As of Nov. 15, 1,279 Iowans were hospitalized with COVID-19, the highest number since the pandemic began. According to the Iowa COVID-19 dashboard, 34 percent of hospital beds in the state are currently available.

In RMCC region five, which includes Johnson County, only 21 percent of inpatient beds were available on Nov. 14. 287 COVID patients are currently hospitalized in the region.

University of Iowa Hospitals and Clinics head epidemiologist Jorge Salinas said in a Nov. 10 Facebook Live that the epidemic in Iowa is worsening, with 3,000 – 4,000 new cases reported everyday, and said this is the worst the pandemic has been in Iowa.

“It’s problematic at many levels. When the incidence of COVID goes up in the community there are more people who are sick, who cannot go to school, to work, they may need to go to the hospital,” he said. “This amount of transmission can put too much pressure on to hospitals and can impact the health outcomes of those who have COVID-19 and those who don’t have COVID-19,” Salinas said.

Salinas urged those who have essential appointments at UIHC to still come to the clinic.

On Nov. 9, UIHC Chief Executive Officer Suresh Gunesekaran sent an email to hospital employees, asking those who are able to work from home do so as the hospital prepares for a surge in COVID-19 cases.

Gunesekaran said if employees are approved to work from home, employees will be expected to take unpaid week or weeks to increase environmental safety for patients and staff.

RELATED: UIHC CEO says its ready for surge capacity as COVID-19 hospitalizations climb

In response to the jump in cases, Iowa Gov. Kim Reynolds issued new restrictions, limiting indoor gatherings to 25 people, and outdoor gatherings to 100 people, unless participants are wearing masks. But, those don’t include schools or religious gatherings.

Reynolds also placed restrictions on school sporting events, limiting indoor games to two spectators per participant.

The situation in Iowa made national headlines this past weekend, with UI experts speaking their minds in The Atlantic and ProPublica.

UI Professor of Internal Medicine Eli Perencevich was quoted in The Atlantic saying “the health-care system in Iowa is going to collapse, no question.”

Associate Chief Medical Officer for Medical Care at UIHC Gregory Schmidt told ProPublica that the hospital is converting 16 extra beds in the hospital to ICU space in anticipation of a surge in cases.

“People in leadership are starting to say things in meetings like, ‘I have a sense of impending doom,’” he was quoted saying.

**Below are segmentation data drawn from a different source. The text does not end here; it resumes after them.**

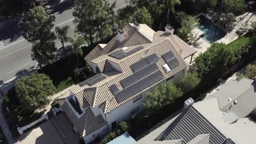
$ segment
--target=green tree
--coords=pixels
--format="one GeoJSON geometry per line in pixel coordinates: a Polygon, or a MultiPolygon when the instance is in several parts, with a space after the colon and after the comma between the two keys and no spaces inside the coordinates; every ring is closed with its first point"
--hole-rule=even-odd
{"type": "MultiPolygon", "coordinates": [[[[203,53],[197,57],[193,64],[193,70],[202,79],[206,76],[216,80],[233,64],[236,58],[234,52],[224,44],[214,43],[203,53]]],[[[208,79],[208,81],[210,81],[208,79]]]]}
{"type": "Polygon", "coordinates": [[[178,30],[178,34],[184,41],[189,42],[194,36],[192,29],[195,25],[198,25],[199,20],[196,17],[191,15],[187,15],[183,19],[181,27],[178,30]]]}
{"type": "Polygon", "coordinates": [[[226,27],[232,28],[235,26],[236,16],[231,13],[222,13],[218,20],[218,25],[225,28],[226,27]]]}
{"type": "Polygon", "coordinates": [[[110,132],[108,135],[104,137],[104,139],[100,143],[100,144],[105,144],[108,142],[114,140],[117,137],[117,134],[115,132],[110,132]]]}
{"type": "Polygon", "coordinates": [[[167,20],[168,23],[169,22],[170,12],[172,14],[175,13],[175,5],[176,4],[181,4],[181,0],[166,0],[166,7],[167,9],[167,20]]]}
{"type": "Polygon", "coordinates": [[[115,21],[119,28],[123,28],[129,23],[132,23],[132,12],[135,8],[131,5],[126,6],[117,10],[117,15],[115,17],[115,21]]]}
{"type": "Polygon", "coordinates": [[[77,35],[74,35],[74,39],[70,40],[70,43],[72,44],[73,49],[74,50],[75,53],[75,57],[77,58],[77,62],[79,63],[78,56],[83,57],[83,50],[81,48],[82,46],[87,45],[87,41],[82,37],[78,36],[77,35]]]}
{"type": "Polygon", "coordinates": [[[196,73],[186,73],[179,79],[177,86],[184,93],[188,92],[197,87],[200,82],[200,78],[196,73]]]}
{"type": "Polygon", "coordinates": [[[54,16],[49,15],[44,8],[38,6],[30,9],[28,21],[26,22],[24,38],[29,42],[36,43],[44,37],[55,39],[54,33],[51,29],[54,26],[54,16]]]}
{"type": "Polygon", "coordinates": [[[67,36],[67,33],[70,27],[69,26],[65,26],[62,27],[59,27],[58,26],[55,27],[55,33],[57,35],[57,38],[61,41],[62,44],[62,49],[65,55],[65,57],[67,57],[67,52],[66,51],[65,45],[64,43],[68,42],[71,38],[67,36]]]}
{"type": "Polygon", "coordinates": [[[149,27],[152,27],[153,23],[152,17],[145,7],[137,9],[132,15],[132,17],[138,23],[146,24],[149,27]]]}
{"type": "Polygon", "coordinates": [[[256,107],[251,113],[251,118],[254,121],[256,121],[256,107]]]}
{"type": "Polygon", "coordinates": [[[123,121],[119,123],[119,128],[121,130],[121,133],[124,133],[129,129],[130,125],[125,121],[123,121]]]}
{"type": "Polygon", "coordinates": [[[33,43],[31,51],[33,52],[31,54],[32,60],[37,61],[42,68],[43,64],[53,63],[57,49],[53,40],[45,39],[33,43]]]}
{"type": "Polygon", "coordinates": [[[249,64],[247,67],[247,70],[245,74],[246,77],[251,79],[255,79],[256,77],[256,64],[249,64]]]}
{"type": "Polygon", "coordinates": [[[50,96],[56,92],[53,81],[43,74],[32,74],[19,79],[15,91],[22,105],[27,110],[43,110],[50,103],[50,96]]]}
{"type": "Polygon", "coordinates": [[[115,2],[110,5],[106,0],[75,0],[73,15],[77,29],[92,44],[113,33],[111,26],[115,2]]]}
{"type": "Polygon", "coordinates": [[[245,0],[224,0],[225,9],[237,16],[243,14],[245,10],[245,0]]]}
{"type": "Polygon", "coordinates": [[[147,93],[143,102],[144,106],[149,113],[158,112],[160,109],[172,104],[182,95],[181,88],[177,88],[172,82],[162,84],[147,93]]]}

As cases in Iowa and nationwide continue to rise, pharmaceutical company Pfizer announced on Nov. 9 that its potential vaccine was 90 percent effective in clinical trials.

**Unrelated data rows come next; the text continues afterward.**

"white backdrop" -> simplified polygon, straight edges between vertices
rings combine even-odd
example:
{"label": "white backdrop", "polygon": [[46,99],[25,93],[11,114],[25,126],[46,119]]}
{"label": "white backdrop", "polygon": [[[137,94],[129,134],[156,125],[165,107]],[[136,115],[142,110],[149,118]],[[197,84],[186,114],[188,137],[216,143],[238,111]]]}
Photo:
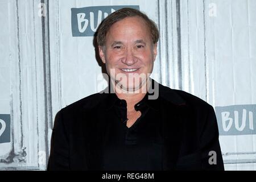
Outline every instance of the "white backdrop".
{"label": "white backdrop", "polygon": [[158,24],[152,77],[214,107],[225,169],[256,169],[254,0],[0,0],[0,169],[45,169],[57,111],[104,89],[94,38],[73,36],[71,9],[89,10],[85,32],[100,22],[90,10],[115,6]]}

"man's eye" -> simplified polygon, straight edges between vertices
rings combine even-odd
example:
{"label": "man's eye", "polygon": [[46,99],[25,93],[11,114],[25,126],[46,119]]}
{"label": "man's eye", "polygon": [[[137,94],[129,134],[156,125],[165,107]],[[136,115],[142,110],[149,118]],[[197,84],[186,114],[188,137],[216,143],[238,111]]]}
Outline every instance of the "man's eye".
{"label": "man's eye", "polygon": [[144,47],[144,46],[142,46],[142,45],[139,45],[139,46],[137,46],[137,48],[143,48],[143,47]]}

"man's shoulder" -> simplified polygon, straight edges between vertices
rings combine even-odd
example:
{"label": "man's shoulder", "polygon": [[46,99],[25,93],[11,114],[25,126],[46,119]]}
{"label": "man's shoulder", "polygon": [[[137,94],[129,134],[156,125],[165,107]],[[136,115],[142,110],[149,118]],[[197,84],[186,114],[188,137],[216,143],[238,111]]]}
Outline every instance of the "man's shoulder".
{"label": "man's shoulder", "polygon": [[69,112],[72,111],[79,111],[82,110],[90,110],[100,105],[101,102],[106,97],[106,94],[96,93],[77,101],[76,101],[61,110],[63,111]]}
{"label": "man's shoulder", "polygon": [[196,108],[211,107],[203,99],[181,90],[171,89],[160,84],[159,93],[164,99],[177,105],[187,105]]}

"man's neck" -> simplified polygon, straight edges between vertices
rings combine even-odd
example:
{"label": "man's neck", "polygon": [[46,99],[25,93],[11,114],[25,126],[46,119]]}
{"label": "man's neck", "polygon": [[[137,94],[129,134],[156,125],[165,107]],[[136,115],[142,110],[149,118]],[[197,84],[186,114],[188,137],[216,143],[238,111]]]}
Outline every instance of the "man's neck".
{"label": "man's neck", "polygon": [[[120,92],[121,90],[117,90],[118,89],[117,86],[115,87],[115,93],[117,97],[121,100],[125,100],[127,103],[127,112],[135,111],[134,105],[141,101],[145,96],[149,86],[150,81],[148,80],[147,84],[145,82],[139,88],[139,90],[135,93],[126,93],[126,92]],[[146,92],[145,92],[146,91]]]}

Salinas said he is optimistic about the possibility of the Pfizer vaccine being approved for use by the end of the year.

“We don’t know how many doses will be available,” Salinas said. “I want to continue being optimistic. This is great news. I think that this is going to change the game all together and will help decrease the numbers tremendously in the United States and globally.

Iowa’s Nov. 8 task force report called Iowa’s “unyielding COVID spread across Iowa continues.”

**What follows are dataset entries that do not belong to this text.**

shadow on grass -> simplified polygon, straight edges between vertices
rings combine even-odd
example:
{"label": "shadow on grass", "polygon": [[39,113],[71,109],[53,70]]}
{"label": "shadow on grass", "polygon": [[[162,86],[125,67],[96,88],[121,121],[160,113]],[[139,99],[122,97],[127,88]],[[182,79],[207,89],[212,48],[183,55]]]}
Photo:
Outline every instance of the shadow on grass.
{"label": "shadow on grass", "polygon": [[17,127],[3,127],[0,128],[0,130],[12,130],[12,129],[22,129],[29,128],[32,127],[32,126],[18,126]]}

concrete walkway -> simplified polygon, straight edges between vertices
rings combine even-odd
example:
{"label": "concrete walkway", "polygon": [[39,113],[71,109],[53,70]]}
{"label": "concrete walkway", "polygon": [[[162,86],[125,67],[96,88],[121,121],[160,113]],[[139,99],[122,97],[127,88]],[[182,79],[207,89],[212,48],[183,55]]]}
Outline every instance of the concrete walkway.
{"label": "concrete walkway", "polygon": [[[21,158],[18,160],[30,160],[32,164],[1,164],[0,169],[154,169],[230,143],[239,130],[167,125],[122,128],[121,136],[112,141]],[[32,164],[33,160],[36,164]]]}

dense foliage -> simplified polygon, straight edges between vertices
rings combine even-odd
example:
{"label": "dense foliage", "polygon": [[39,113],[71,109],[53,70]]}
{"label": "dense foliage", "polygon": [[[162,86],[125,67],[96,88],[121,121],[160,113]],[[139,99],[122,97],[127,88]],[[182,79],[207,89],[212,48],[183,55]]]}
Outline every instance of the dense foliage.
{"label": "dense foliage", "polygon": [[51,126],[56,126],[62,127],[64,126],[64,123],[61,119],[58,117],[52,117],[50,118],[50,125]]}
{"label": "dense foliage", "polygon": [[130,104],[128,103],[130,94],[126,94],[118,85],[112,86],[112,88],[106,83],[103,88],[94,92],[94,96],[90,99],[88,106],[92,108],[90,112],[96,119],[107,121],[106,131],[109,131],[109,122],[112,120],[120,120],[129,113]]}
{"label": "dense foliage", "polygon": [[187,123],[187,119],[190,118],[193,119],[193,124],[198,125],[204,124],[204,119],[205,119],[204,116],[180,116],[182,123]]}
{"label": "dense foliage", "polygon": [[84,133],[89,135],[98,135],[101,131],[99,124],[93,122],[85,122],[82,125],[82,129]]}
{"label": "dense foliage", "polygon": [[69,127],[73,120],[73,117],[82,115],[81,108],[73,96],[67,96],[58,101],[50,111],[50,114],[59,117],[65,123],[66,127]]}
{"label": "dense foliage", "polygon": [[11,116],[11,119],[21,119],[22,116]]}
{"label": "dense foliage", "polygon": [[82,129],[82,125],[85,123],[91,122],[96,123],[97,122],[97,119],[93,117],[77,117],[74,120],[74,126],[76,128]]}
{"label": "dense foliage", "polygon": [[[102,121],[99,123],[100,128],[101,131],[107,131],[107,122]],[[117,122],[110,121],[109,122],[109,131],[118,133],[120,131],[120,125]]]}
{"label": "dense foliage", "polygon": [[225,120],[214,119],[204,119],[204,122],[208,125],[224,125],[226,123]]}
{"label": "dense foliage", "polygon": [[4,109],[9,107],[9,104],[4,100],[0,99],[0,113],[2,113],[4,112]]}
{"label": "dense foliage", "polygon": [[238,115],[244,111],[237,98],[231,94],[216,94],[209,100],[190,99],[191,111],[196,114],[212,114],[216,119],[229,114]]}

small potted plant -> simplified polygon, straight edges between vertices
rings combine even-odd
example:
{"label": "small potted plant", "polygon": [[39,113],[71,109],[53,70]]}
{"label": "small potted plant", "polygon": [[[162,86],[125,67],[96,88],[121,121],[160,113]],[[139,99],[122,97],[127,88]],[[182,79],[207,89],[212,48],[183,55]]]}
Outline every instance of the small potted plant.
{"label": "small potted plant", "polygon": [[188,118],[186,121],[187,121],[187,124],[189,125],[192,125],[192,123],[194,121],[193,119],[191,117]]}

“The unyielding COVID spread across Iowa continues with new hospital admissions, inpatients, and patients in the ICU at record levels, indicating deeper spread across the state,” the report read. “The most recent trends, showing steep inclines across all indicators, need immediate action including mask requirements to decrease severity in morbidity and mortality among Iowans.”